Manche Ziele des Spotts waren dieses Jahr so breit wie ein Scheunentor. In der Kategorie Politik war erwartungsgemäß Familienministerin Dr. Ursula von der Leyen nominiert. "Sie hat innerhalb des letzten Jahres ein System von Inhaltskontrolle im Internet vorangetrieben, das zu einer Technik von orwellschen Ausmaßen heranwachsen kann. Dazu und für ihren persönlichen Wahlkampf nutzte sie sexuell mißbrauchte Knder, ohne tatsächlich irgendetwas gegen Mißbrauch zu unternehmen", so ihr Laudator Alvar Freude. Nicht wesentlich besser weg kam Bundesinnenminister Dr. Wolfgang Schäuble weg. Er erhält den "Lifetime"-Award "für den Umbau des BKA in ein zentrales FBI mit geheimpolizeilichen Befugnissen."

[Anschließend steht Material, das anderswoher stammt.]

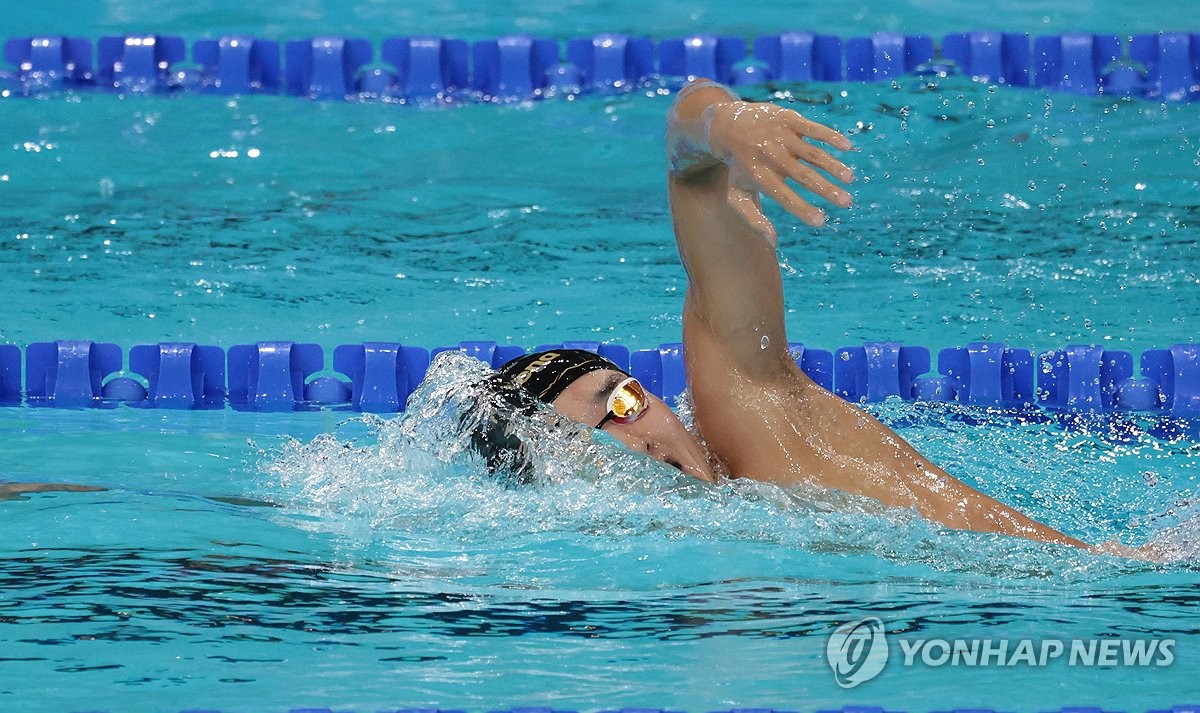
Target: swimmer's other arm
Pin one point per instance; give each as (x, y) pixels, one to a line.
(723, 154)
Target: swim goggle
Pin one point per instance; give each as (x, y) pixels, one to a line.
(627, 403)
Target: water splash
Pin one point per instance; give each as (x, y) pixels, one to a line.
(415, 478)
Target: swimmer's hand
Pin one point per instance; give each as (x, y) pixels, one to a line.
(763, 145)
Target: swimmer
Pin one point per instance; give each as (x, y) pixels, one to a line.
(759, 414)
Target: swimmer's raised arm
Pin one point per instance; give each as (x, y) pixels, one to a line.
(721, 153)
(760, 414)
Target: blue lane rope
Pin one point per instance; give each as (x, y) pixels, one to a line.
(845, 709)
(1163, 66)
(378, 377)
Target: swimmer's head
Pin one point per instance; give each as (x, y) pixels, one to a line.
(592, 390)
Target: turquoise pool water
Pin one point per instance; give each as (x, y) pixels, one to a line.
(258, 562)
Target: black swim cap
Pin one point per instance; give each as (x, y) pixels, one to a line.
(546, 375)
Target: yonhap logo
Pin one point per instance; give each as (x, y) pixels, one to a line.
(857, 652)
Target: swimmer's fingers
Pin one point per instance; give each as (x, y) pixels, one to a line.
(777, 189)
(803, 150)
(745, 204)
(809, 129)
(809, 178)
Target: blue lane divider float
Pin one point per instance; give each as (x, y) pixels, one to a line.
(138, 63)
(844, 709)
(238, 65)
(1161, 66)
(379, 376)
(1002, 58)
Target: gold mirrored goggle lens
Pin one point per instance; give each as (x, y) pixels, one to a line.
(627, 402)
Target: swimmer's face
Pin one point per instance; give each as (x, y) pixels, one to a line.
(658, 432)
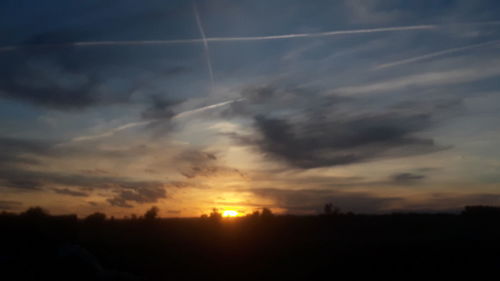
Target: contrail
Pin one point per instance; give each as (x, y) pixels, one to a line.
(205, 44)
(218, 39)
(436, 54)
(143, 123)
(240, 39)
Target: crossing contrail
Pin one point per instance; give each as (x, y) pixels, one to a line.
(131, 125)
(437, 54)
(205, 45)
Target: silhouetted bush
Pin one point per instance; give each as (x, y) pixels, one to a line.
(96, 218)
(35, 213)
(152, 213)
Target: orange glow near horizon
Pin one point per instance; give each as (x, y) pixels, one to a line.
(230, 214)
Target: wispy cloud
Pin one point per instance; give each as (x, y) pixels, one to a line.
(131, 125)
(437, 54)
(205, 40)
(455, 76)
(205, 44)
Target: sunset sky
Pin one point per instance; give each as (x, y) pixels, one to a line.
(372, 105)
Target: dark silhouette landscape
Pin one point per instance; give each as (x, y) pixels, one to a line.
(261, 246)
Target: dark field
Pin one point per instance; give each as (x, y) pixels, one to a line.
(35, 246)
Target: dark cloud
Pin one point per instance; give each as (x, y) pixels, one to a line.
(69, 78)
(263, 99)
(306, 200)
(66, 191)
(9, 205)
(320, 142)
(195, 163)
(407, 177)
(124, 190)
(147, 192)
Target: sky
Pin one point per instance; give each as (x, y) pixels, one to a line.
(374, 106)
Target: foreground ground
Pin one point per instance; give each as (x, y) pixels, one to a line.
(254, 248)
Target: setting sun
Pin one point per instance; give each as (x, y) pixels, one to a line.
(230, 214)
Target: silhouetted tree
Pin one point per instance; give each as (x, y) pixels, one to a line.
(329, 209)
(215, 215)
(152, 213)
(96, 217)
(266, 213)
(35, 212)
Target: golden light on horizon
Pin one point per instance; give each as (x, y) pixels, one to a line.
(230, 214)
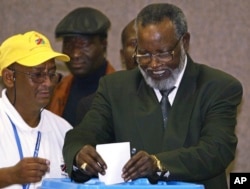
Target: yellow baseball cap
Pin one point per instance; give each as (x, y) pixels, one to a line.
(28, 49)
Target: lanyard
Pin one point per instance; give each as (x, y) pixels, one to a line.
(35, 154)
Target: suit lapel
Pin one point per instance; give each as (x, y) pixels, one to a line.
(149, 119)
(178, 121)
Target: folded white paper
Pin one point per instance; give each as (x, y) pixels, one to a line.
(115, 155)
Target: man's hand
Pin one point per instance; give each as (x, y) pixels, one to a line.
(140, 165)
(90, 162)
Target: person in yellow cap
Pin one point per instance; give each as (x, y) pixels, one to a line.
(31, 137)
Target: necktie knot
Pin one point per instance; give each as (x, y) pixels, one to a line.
(165, 105)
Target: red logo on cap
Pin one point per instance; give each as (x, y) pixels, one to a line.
(39, 41)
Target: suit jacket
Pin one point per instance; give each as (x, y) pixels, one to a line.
(199, 141)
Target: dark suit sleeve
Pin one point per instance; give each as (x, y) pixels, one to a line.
(210, 143)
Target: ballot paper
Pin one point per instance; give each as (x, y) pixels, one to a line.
(115, 155)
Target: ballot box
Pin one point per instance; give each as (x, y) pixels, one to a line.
(142, 183)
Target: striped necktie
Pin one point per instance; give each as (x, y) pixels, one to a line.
(165, 105)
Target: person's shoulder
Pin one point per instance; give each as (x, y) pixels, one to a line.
(66, 81)
(216, 73)
(55, 119)
(123, 74)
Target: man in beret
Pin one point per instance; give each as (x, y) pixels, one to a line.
(84, 33)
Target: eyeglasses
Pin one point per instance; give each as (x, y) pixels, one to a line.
(40, 77)
(164, 57)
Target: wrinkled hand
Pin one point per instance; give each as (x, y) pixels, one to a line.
(140, 165)
(29, 170)
(95, 164)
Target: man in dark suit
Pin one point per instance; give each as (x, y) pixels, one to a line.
(197, 142)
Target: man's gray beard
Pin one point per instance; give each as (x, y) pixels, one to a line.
(169, 82)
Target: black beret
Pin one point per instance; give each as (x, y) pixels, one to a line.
(83, 21)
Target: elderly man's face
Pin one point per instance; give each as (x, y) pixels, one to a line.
(165, 54)
(29, 91)
(86, 53)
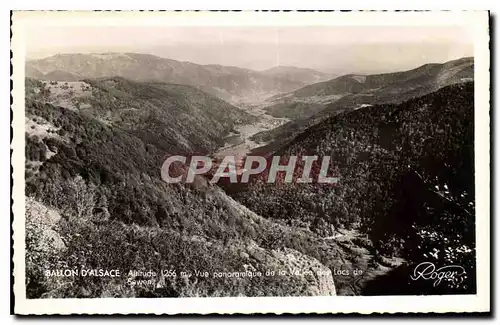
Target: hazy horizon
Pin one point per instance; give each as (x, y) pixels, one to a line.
(327, 49)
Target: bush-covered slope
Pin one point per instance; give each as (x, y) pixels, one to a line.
(169, 116)
(95, 200)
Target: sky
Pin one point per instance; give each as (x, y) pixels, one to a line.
(330, 49)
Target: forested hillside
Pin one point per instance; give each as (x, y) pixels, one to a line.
(311, 104)
(406, 178)
(95, 199)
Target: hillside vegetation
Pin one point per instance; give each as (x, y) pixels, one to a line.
(311, 104)
(406, 179)
(233, 84)
(95, 200)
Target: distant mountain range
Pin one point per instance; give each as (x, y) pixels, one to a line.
(310, 104)
(236, 85)
(174, 117)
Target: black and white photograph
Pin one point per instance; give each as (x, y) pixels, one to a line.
(250, 155)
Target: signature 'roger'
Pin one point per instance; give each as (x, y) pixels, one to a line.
(428, 271)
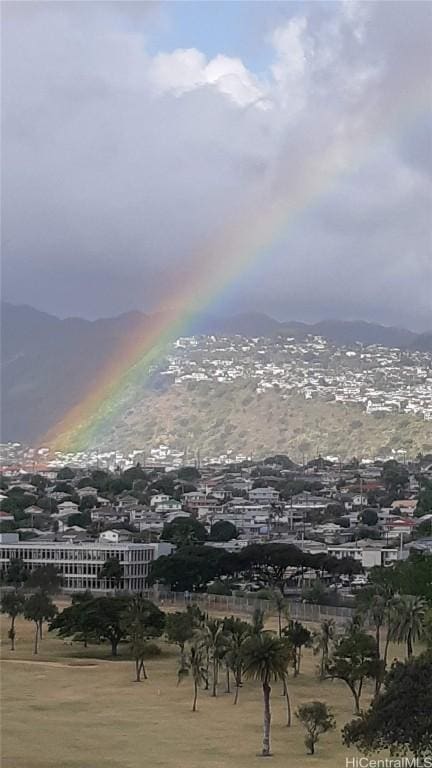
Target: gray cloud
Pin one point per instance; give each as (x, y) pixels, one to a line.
(119, 164)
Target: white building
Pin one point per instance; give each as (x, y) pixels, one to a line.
(80, 563)
(264, 495)
(367, 551)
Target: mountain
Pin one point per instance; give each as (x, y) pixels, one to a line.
(49, 364)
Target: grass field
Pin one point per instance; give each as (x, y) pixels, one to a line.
(74, 708)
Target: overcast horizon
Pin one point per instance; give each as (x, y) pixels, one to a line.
(133, 132)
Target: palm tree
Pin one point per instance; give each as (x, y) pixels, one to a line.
(297, 636)
(265, 659)
(142, 620)
(13, 604)
(39, 608)
(281, 605)
(322, 641)
(193, 663)
(258, 618)
(236, 633)
(213, 638)
(409, 621)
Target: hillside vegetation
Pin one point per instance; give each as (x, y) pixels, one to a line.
(214, 418)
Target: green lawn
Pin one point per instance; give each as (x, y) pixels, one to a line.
(65, 708)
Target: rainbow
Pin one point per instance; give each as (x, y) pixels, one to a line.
(220, 262)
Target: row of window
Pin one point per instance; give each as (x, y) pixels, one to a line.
(99, 555)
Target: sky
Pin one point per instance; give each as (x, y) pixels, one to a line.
(135, 133)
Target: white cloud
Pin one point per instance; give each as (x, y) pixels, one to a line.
(187, 69)
(119, 163)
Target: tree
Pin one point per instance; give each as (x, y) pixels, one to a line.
(98, 619)
(12, 603)
(188, 473)
(399, 718)
(46, 578)
(376, 604)
(395, 477)
(280, 603)
(179, 629)
(65, 474)
(269, 562)
(297, 636)
(142, 620)
(368, 516)
(112, 571)
(191, 568)
(16, 572)
(323, 641)
(265, 659)
(409, 621)
(184, 531)
(317, 718)
(82, 519)
(88, 502)
(71, 621)
(354, 659)
(223, 530)
(39, 608)
(193, 663)
(236, 633)
(213, 640)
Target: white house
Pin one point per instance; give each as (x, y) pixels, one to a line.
(264, 495)
(159, 498)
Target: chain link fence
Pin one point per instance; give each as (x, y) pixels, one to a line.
(235, 604)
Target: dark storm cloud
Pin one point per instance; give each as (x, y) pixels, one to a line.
(119, 164)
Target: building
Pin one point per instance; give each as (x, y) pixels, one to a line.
(80, 563)
(266, 495)
(368, 552)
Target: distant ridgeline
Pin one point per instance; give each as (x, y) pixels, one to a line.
(289, 391)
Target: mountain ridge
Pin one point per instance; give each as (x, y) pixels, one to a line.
(49, 363)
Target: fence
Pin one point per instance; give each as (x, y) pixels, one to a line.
(235, 604)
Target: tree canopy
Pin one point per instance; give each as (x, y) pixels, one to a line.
(399, 719)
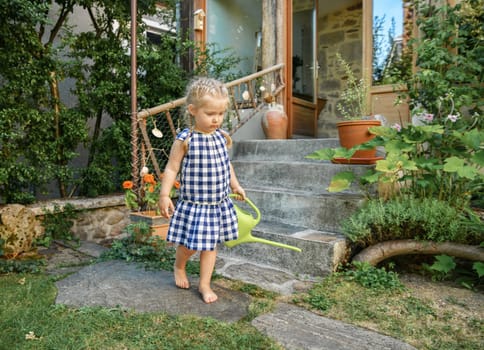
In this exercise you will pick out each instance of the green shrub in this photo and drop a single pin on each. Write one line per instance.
(404, 218)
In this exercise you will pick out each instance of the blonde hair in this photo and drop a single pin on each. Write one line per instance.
(196, 91)
(203, 86)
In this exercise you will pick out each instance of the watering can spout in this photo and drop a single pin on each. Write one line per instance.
(246, 223)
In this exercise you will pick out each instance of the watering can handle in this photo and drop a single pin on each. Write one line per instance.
(249, 202)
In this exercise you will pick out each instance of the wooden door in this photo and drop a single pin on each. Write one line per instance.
(304, 71)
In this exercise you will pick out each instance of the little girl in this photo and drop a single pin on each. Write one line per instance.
(204, 215)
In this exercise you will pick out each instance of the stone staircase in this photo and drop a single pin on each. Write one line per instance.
(289, 191)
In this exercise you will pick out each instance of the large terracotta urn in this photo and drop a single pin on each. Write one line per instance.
(274, 122)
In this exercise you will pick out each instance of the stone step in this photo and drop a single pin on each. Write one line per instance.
(280, 150)
(296, 175)
(321, 251)
(302, 208)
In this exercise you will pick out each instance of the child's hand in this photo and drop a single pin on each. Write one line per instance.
(239, 191)
(166, 206)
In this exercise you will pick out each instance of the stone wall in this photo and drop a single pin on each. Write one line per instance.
(341, 32)
(99, 218)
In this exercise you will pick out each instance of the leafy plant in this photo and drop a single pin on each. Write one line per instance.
(151, 251)
(354, 96)
(449, 55)
(57, 224)
(409, 218)
(446, 268)
(372, 277)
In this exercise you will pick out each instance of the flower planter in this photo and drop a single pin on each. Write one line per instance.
(353, 133)
(158, 224)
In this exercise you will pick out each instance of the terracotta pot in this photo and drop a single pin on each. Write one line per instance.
(355, 132)
(274, 122)
(158, 224)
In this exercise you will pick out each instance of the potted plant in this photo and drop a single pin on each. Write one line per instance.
(355, 109)
(144, 205)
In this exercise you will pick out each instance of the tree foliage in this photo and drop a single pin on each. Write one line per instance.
(42, 54)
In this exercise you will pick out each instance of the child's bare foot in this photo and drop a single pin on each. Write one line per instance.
(181, 279)
(208, 295)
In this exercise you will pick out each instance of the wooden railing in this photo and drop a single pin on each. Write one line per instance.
(159, 125)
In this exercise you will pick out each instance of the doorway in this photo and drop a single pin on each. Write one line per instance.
(304, 70)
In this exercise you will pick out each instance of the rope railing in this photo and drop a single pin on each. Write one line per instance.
(160, 124)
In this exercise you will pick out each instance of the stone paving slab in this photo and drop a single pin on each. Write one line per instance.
(295, 328)
(130, 286)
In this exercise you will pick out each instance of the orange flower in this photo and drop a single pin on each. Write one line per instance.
(127, 185)
(149, 179)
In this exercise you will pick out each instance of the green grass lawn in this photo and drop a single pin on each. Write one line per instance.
(29, 319)
(427, 314)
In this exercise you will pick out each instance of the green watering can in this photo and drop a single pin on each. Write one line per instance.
(246, 223)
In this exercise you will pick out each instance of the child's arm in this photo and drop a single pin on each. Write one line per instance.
(234, 184)
(169, 176)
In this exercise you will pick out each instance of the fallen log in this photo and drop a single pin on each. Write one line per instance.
(384, 250)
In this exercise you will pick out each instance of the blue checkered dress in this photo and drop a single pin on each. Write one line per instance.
(204, 214)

Das Interesse an Überwachung von Bürgern oder Angestellten bringt natürlich eine neue Industrie auf den Plan, die dieses Jahr gleich im Zehnerpack ausgezeichnet wurde. "Wir sind der Meinung: Liebe Preisträger, Eure Produkte tragen dazu bei, dass unser aller Grundrechte weiter unterlaufen und sukzessive ausgehebelt werden", so Laudator Frank Rosengarten, "Technologien, die die Überwachung ganzer Gesellschaften ermöglichen, führen zu einem Klima des Misstrauens und der Angst." In der Kategorie "Sport" wurde das Organisationskomitee der Leichtathletik-WM in Berlin mit dem Preis bedacht. Das Komitee wollte Journalisten einer "Zuverlässigkeitsprüfung" durch das Polizeipräsidium unterziehen und die Personalien auch dem Verfassungschutz und dem Bundesnachrichtendienst weiterleiten. "Das erinnert an Staaten, in denen eher von einer gelenkten - also bequemen - denn einer freien Presse gesprochen werden kann", so Laudator Dr. Frederik Roggan.
Ausgeschnüffelte Bankdaten bei der Deutschen Telekom, Rasterfahndung zur Korruptionsbekämpfung bei der Deutschen Bahn, Überwachung bei Lidl: Unternehmen gehen wenig zimperlich mit ihren Arbeitnehmern um. Und so fanden sich gleich zehn Unternehmen in der Kategorie "Arbeitswelt". Darunter die Drogeriekette Müller für "Rückkehrergespräche" kranker Arbeitnehmer, die Kreisverwaltung Schleswig-Flensburg für psychische Screenings und die "KIK Textilien", die ihre Beschäftigten vierteljährlich auf private Schulden überprüfte. Der skurillste Fall: Claas Landmaschinen stattet Mähdrescher mit satellitengestützten Trackingsystemen aus. Damit lassen sich Mitarbeiter während des Fahrens überwachen - womit die Firma auch auf ihren Webseiten wirbt. Man will den Fahrer "als guten Fahrer noch besser machen." Ein Schelm, wer Böses dabei denkt.